Ormuz : le robinet du monde fermé

Chaque jour, 20% de la production mondiale de pétrole transite par le détroit d'Ormuz, ce passage stratégique entre l'Iran et Oman.  Deux navires ont été attaqués dimanche au large des Émirats arabes unis et d'Oman dans le détroit d'Ormuz.  Les principales compagnies maritimes (Maersk, MSC, CMA CGM) ont suspendu le passage de leur flotte face aux prix d'assurance prohibitifs. 

Dans les stations-service françaises, les automobilistes affluent déjà pour faire le plein avant la hausse attendue des prix à la pompe. 

Vers les 100 dollars, voire 120 ?

Les analystes prévoient une hausse immédiate des cours du baril entre 85 et 90 dollars dès lundi matin, avec un risque de grimper jusqu'à 100, voire 120 dollars en cas de guerre prolongée au Moyen-Orient. La dernière fois qu'un tel niveau a été atteint, c'était au début de la guerre en Ukraine en 2022, et le record absolu date de 2008 avec 147 dollars le baril. 
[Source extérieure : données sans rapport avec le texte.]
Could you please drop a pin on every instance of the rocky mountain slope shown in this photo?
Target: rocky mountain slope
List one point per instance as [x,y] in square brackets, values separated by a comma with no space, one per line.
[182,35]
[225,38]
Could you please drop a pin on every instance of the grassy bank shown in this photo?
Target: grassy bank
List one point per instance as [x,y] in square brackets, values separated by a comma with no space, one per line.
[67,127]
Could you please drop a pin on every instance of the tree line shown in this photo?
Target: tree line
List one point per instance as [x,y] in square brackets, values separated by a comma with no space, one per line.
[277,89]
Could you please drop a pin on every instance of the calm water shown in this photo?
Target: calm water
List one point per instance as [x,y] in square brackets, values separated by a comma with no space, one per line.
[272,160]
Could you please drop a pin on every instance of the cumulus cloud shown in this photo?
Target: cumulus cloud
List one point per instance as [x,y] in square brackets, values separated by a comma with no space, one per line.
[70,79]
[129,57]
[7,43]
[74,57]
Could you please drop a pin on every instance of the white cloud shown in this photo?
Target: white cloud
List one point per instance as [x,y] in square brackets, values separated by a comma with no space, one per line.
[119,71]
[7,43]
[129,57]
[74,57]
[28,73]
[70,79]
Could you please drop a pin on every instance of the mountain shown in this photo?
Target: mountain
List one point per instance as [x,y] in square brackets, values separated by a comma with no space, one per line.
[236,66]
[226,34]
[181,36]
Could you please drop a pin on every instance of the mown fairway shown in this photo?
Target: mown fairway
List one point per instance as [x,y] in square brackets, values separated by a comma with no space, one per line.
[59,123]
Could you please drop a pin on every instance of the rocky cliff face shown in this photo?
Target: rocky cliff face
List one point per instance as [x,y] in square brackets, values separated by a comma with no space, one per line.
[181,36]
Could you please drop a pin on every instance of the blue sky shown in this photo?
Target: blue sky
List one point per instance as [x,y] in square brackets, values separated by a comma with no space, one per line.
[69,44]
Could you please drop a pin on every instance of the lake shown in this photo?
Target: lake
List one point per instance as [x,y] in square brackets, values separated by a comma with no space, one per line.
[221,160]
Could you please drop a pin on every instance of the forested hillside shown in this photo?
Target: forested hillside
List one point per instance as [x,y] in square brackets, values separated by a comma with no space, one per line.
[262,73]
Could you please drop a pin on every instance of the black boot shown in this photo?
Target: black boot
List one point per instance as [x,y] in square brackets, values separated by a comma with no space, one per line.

L'OPEP+ a réagi dimanche en augmentant ses quotas de production de 206000 barils par jour, une hausse jugée largement insuffisante. Selon Jorge Leon, analyste chez Rystad Energy, l'impact net demeure une perte effective de 8 à 10 millions de barils d'offre de pétrole brut, même avec des infrastructures alternatives.

Inflation et récession en vue

La fermeture prolongée du détroit pourrait déclencher une récession mondiale et faire grimper les prix du gaz et de l'énergie. Selon Michelle Brouhard, analyste chez Kpler, "le talon d'Achille de Trump, ce sont les prix élevés du pétrole", et l'Iran chercherait donc à maintenir hauts les prix du brut pour faire plier le président américain. 

Le monde retient son souffle. Si le conflit s'enlise, les conséquences économiques pourraient dépasser celles de la crise ukrainienne de 2022.